エピローグ

エピローグ

 アルファルドたちが帰宅した日の夜。


 ハダルはイオの安宿に入って魔力通信機リンカーを繋げていた。通信相手は献金の計算を終えたばかりのアルファルドだった。端末のホログラムに弟子の顔の輪郭がくっきりと浮かんでいる。


「——私の請け負った依頼はお前たちの保護と容疑者の身柄の確保——あるいは遺体の回収だったというわけだ。それ以上のことは求められていない」


『ハンターギルドからそう依頼されたんですか?』


 アルファルドの問いかけにハダルはただニヤッと笑みを浮かべた。


「実際には教会からギルドを通して私に渡ったようだ。お前が受け取った通り、報酬は結構なものでな。卵運とやり取りを繰り返しながらあの場所まで来た。それと、この依頼に対して余計な詮索はするな」


『そういうことにしておきます。ハンターの掟ですからね』


 弟子は素直に忠告に従った。


 依頼主が誰であろうと報酬を確実に受け取れるのであればそこに善悪は存在しない。ハダルが常々アルファルドたちに伝えてきた教えだ。


「敢えて口ずっぱく言うが、ハンター稼業は報酬第一だぞ?」


『わかっています。でも、結果的に僕たちはホロスを救ってしまいました。この功績もまた、秘密にされてしまうのでしょうか?』


「それが『名もなき英雄』と呼ばれる私の所以だ」


『勿体ないですよ。やはり師匠の功績は称えられるべきです』


「それはカペラたちにも言われたさ。でもいい。報酬さえ受け取れるならな――」


 しばしの会話の無い時間が流れると、アルファルドが思い出したように話題を振る。


『師匠はこの後どうされるんですか? こちらに戻られますか?』


 ハダルは「いいや」と言って首を横に振った。


「前に言っただろう、一年ほどの期間を要する依頼があると。今回はその途中で受けたものだ」


『お忙しいんですね……』


 ホログラムのアルファルドは、少しがっかりしたような表情を見せている。


「突然ふらっと戻るかもしれないな。まぁ、私の気分次第だ」


 ハダルはさらりと言ってのけるが、アルファルドとしてはいい迷惑だとも思った。


『危険な依頼をこなしてそんな風に言えるのはあなただけですよ。でも、いつでも帰ってきてください。歓迎しますので』


 アルファルドは呆れていたが、すぐに優しそうな笑顔を見せた。


「はははっ、有難い」


『師匠も依頼の続きがあるんですよね? 早く寝た方がいいですよ』


 相変わらずハダルの心配をするアルファルドだったが、師匠にとっては弟子に無視されるよりはよっぽどましだった。

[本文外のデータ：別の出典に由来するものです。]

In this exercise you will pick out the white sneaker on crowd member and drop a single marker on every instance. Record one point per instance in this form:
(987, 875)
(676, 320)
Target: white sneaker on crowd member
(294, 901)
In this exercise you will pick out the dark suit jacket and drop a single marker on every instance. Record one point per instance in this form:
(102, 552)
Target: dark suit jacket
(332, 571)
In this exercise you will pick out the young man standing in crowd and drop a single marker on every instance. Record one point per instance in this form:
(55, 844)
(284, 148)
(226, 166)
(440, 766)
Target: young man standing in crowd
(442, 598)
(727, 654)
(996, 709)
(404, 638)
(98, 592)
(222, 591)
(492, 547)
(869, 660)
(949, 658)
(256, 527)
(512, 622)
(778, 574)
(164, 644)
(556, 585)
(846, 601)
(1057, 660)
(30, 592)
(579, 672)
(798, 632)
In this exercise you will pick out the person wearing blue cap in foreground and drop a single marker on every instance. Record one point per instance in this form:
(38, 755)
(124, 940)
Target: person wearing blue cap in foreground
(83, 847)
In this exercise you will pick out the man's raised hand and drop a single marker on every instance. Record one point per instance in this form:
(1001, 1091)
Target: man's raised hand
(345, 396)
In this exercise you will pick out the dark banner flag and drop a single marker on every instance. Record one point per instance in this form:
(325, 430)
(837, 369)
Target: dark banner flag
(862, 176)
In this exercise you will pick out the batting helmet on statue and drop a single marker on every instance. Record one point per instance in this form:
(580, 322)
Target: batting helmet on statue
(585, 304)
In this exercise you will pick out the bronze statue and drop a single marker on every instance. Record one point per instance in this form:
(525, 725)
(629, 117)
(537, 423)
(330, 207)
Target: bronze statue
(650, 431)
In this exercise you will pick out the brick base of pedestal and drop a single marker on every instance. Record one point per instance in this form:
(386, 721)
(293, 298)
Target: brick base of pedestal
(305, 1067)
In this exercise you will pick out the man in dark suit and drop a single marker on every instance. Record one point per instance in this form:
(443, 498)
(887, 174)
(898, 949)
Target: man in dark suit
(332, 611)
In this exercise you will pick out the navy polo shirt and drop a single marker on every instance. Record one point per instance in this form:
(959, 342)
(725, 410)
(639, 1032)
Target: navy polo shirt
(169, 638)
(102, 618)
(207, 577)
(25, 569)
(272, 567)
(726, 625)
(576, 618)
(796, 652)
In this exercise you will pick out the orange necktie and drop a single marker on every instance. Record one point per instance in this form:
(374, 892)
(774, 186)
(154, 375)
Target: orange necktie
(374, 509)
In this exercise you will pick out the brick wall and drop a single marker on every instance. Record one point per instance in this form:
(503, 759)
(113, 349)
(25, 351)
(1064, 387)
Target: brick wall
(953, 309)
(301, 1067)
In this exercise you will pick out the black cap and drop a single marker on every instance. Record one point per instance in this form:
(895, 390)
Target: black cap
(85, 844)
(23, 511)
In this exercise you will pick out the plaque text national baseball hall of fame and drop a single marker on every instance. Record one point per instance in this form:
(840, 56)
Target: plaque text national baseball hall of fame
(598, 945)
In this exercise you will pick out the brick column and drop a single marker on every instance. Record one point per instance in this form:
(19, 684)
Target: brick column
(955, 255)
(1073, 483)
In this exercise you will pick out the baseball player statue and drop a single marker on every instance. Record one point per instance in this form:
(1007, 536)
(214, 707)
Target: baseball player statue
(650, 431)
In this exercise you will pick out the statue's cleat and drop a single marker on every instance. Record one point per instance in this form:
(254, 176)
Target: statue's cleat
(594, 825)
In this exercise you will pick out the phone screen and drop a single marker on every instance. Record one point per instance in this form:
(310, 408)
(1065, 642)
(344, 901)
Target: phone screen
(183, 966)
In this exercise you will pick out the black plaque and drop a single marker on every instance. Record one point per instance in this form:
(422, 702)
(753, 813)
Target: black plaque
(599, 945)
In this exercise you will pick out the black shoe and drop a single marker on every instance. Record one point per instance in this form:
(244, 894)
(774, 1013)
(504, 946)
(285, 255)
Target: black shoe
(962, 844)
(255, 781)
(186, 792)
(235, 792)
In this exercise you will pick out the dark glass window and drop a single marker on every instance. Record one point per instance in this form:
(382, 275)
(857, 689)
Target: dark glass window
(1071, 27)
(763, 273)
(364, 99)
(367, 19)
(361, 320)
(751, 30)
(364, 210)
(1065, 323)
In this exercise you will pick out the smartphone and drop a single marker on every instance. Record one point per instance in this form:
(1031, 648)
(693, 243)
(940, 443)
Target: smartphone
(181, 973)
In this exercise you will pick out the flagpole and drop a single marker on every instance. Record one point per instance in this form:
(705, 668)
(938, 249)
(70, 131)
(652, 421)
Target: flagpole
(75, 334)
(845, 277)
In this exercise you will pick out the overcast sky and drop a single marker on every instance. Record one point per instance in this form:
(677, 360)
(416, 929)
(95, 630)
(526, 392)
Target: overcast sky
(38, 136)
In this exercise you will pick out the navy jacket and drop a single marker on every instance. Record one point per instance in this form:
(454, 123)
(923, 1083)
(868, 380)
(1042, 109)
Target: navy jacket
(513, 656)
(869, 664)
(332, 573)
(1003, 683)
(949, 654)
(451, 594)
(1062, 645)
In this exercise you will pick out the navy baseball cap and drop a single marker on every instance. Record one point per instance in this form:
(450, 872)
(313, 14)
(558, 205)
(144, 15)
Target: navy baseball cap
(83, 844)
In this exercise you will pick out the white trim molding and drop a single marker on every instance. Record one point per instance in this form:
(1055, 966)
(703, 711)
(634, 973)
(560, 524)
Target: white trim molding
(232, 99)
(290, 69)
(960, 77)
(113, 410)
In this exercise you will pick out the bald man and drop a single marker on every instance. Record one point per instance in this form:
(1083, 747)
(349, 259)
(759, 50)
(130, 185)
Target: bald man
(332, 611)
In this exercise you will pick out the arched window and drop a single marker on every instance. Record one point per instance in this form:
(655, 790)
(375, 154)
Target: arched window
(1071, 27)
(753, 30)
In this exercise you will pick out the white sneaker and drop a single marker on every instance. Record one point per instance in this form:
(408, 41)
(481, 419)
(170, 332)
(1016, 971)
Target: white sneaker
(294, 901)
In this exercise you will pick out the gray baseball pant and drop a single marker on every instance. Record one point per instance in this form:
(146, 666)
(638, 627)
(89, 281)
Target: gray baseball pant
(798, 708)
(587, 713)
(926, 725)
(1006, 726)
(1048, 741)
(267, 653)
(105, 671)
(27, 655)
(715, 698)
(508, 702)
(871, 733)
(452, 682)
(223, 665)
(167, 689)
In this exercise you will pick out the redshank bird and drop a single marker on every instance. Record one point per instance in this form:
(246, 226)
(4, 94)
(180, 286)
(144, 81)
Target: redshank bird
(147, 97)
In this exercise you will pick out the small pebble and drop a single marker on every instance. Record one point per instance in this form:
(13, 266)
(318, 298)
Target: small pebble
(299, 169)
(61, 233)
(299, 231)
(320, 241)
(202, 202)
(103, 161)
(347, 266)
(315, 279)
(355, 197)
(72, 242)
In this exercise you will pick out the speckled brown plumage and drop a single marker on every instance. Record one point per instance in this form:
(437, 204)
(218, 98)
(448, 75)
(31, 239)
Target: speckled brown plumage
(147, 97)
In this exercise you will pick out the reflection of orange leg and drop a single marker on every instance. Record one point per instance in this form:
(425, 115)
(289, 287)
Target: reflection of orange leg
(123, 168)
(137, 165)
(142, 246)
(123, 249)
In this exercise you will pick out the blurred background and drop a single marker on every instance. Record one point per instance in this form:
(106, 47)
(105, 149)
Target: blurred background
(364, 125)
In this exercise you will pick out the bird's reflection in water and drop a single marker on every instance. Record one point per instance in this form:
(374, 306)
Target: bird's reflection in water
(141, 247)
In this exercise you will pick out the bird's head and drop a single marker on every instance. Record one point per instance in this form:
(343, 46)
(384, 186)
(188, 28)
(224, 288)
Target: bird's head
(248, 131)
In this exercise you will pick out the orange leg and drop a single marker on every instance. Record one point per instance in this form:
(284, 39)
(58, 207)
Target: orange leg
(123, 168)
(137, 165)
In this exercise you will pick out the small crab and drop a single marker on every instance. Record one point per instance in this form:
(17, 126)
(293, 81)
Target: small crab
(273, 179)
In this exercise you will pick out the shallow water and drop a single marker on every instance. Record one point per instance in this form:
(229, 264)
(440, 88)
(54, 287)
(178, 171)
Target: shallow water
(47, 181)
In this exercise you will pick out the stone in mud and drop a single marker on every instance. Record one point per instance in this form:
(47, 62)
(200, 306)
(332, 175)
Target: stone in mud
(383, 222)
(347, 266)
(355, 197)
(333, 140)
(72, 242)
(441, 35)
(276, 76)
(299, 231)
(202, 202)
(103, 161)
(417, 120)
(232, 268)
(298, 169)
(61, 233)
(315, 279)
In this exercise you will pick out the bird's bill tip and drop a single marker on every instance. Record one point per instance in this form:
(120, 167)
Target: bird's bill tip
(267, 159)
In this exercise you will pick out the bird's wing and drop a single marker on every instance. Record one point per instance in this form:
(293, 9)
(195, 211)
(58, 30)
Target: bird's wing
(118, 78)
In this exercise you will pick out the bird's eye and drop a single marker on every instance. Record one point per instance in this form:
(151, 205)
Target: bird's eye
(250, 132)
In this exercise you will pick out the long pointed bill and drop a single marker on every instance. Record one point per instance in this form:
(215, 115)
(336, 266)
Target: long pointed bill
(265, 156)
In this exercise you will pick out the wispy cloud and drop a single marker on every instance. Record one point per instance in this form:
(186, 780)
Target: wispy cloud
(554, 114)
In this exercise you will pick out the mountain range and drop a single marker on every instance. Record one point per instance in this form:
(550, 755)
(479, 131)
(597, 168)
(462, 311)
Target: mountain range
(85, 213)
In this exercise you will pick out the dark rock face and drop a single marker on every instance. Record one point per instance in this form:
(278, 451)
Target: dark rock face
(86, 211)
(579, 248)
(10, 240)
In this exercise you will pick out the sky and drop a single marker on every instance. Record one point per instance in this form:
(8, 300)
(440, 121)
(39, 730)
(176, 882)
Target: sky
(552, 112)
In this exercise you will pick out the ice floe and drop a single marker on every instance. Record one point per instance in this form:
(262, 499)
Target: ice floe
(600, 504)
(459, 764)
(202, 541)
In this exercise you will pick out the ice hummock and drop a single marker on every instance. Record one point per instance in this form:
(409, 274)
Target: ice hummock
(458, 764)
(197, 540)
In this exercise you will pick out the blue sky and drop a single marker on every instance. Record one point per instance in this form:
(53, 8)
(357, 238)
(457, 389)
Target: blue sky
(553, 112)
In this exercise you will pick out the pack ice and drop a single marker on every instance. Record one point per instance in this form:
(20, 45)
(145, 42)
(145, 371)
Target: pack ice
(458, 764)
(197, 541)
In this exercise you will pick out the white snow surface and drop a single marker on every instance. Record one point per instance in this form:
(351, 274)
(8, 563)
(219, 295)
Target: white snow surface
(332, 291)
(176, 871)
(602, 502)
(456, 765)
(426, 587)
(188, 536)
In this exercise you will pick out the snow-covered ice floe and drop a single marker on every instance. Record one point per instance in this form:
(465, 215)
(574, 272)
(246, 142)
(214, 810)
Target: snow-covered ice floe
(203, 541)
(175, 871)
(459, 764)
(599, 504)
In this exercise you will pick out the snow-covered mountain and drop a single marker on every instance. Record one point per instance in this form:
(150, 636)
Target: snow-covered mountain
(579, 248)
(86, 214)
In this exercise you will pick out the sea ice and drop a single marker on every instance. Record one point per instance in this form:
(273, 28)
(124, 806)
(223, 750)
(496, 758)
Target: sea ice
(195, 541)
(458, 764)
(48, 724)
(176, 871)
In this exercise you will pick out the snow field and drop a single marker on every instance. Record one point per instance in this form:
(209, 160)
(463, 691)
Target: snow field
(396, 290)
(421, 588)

「言われなくてもわかってる。お前も休め。慣れない作業で疲れただろう」


『本当に疲れました……僕、本当にハンターとして生き抜けるのだろうかと不安になるくらいには……』


 思い出すだけで嫌になったのか、アルファルドの顔がげっそりとやつれていた。そんな弟子を見て、師匠は嫌みを含まない笑みを広げた。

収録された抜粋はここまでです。